Apesar da enorme redução de pessoas nas ruas, também era possível ver homens, mulheres e crianças passeando nas ruas como se a quarentena fosse um mero feriado. Houve denúncias de reuniões em cultos religiosos, mas como ainda não há impedimento, apenas uma recomendação, a prefeitura de Caxias do Sul diz que a alternativa é alertar os fiéis sobre o grave risco que estão submetendo a si mesmos e seus familiares.
Foi essa impossibilidade de controlar cada passo de seus cidadãos que levou São Marcos e Flores da Cunha, que sequer tinham casos confirmados até este domingo, a determinar um toque de recolher entre 21h e 6h. Nesse período, quem for flagrado nas ruas pode ser detido pela polícia.
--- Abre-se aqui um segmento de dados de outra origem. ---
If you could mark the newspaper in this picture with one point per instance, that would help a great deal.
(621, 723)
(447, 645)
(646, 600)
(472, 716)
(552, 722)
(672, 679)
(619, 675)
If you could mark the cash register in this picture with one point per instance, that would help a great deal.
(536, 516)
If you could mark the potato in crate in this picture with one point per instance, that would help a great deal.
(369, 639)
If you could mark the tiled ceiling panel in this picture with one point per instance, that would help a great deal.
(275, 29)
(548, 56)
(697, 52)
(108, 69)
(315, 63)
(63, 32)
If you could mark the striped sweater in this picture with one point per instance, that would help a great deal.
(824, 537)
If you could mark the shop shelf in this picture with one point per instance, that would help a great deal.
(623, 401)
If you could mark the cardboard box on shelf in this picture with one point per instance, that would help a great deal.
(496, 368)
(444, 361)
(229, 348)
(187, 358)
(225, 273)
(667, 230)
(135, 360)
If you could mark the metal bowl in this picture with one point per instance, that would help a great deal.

Seguindo os passos de Caxias do Sul, Garibaldi mandou fechar as fábricas, permitindo o funcionamento apenas das empresas que produzem alimentos. Bento Gonçalves adotou a mesma postura.
A quarentena obviamente mexe com a cultura do trabalho na região. As grandes empresas da Serra, casos de Randon, Marcopolo e Tramontina haviam anunciado por conta própria férias coletivas para milhares de trabalhadores. Até a semana passada, havia resistência de parte das empresas se iriam aderir ou não à quarentena. Como a suspensão das atividades já foi decretada por diversas cidades, as fábricas vão atuar apenas com funcionários de áreas essenciais. Somente em Caxias, 37 mil trabalhadores do setor metalmecânico ficarão em casa.
— O pico no país vai do início de abril até o dia 20 do mesmo mês. Mas temos de lembrar que estamos falando do achatamento da curva de contágio. Caso venha a ter casos, para que não sejam todos de uma vez como ocorreu na Itália. O isolamento evita que se transmita a doença para outros. Se não adota as medidas de isolamento, vai ter um pico de muitos doentes ao mesmo tempo. Também servirá para que a capacidade de atendimento não entre em colapso — alerta a médica infectologista e diretora das vigilâncias em Saúde de Caxias do Sul, Andréa Dal Bó.